I had a dream that I was back in college. It was the first day of the semester, and I had just arrived in class for an early morning lecture. Including me, there were only six students attending that session. After a few minutes of mingling, the professor arrived, or so we thought. As it turned out, the elderly gentleman was not our professor, but, rather, he had come to explain that the course had been canceled, on account of the fact that the actual professor had lost his will and gone on spontaneous sabbatical, leaving no time to devise a contingency plan. The fellow then noted that he had other business to attend to. Before he left, he asked that we kindly inform the next, much larger set of students, which was scheduled to arrive in an hour in the same room.
Shocked and disheartened, we pondered what to do. Were we going to leave just a hastily-scribbled note, before moving on separately with our days, semesters, lives? Suddenly, an outrageous idea swept across the room, seemingly originating from no one individual, but taking shape rather in the manner of an insane ouija board. Together, we decided that we would not tell the next class about this disappointing turn of events. Instead, we would take the place of the missing professor and teach the class ourselves. Yes, that's right. We were going to pretend to be instructors to our fellow students.
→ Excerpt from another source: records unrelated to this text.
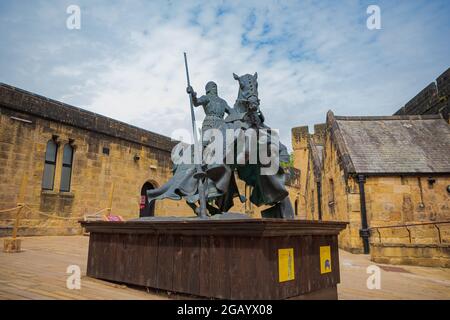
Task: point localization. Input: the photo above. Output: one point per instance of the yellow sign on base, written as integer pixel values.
(286, 264)
(325, 259)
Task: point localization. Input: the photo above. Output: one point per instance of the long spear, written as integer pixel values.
(197, 149)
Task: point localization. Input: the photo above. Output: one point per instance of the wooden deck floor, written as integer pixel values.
(39, 272)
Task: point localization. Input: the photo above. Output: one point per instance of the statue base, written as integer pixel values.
(219, 258)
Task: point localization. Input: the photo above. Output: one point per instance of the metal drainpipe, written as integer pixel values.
(364, 232)
(319, 199)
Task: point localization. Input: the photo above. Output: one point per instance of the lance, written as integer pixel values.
(200, 175)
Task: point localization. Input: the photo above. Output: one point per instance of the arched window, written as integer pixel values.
(66, 172)
(49, 166)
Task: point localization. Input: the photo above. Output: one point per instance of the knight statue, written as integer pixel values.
(218, 178)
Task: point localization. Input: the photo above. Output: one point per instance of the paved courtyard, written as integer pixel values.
(39, 272)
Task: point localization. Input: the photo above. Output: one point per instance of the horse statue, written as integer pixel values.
(244, 119)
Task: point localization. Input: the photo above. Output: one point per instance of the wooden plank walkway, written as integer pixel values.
(39, 272)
We then spent the hour studying up on our materials to prepare for the coming group.
What followed was a disorganized yet highly gratifying experience, as six phony professors, only an hour more educated than those they were teaching, stumbled through a scattered discourse, taking turns to relieve one another as needed, and regularly asking the students what they thought. At the hour's end, students walked off looking as though they had enjoyed it, while we came away convinced that the real professor could not have done any better. Our resolve strengthened by the scheme's apparent success, we were eager to keep it going. We even decided to set aside the other courses we had enrolled in, in order to direct our full attention toward teaching.
What short-sighted madness led us down this ill-conceived path? Perhaps we didn't want to disappoint the unsuspecting students, who, like us, simply wanted to learn. Perhaps we were still determined not to be disappointed ourselves, and we realized that the best way to learn was to teach. Or maybe we were intoxicated by the power and influence. Well, the real answer, obviously, is that it was a dream, and logic had gone to bed. But, even in a dream, a plot this full of pitfalls could not possibly last.
What if a student wanted to consult us at our nonexistent offices? What if some young go-getter decided to study ahead of where we ourselves had read? What would happen once they inevitably learned that they were receiving no credit for their work? For that matter, what were we going to do about our own futures?
My memory of the dream's remainder is hazy. I know that I had personal misgivings about the scheme once my co-conspirators began to discuss how to grade the students' work. Around that same time, the faculty became aware that something strange was going on. Sometime later I found myself staking out territory in some swampland. Perhaps it had become a different dream by then.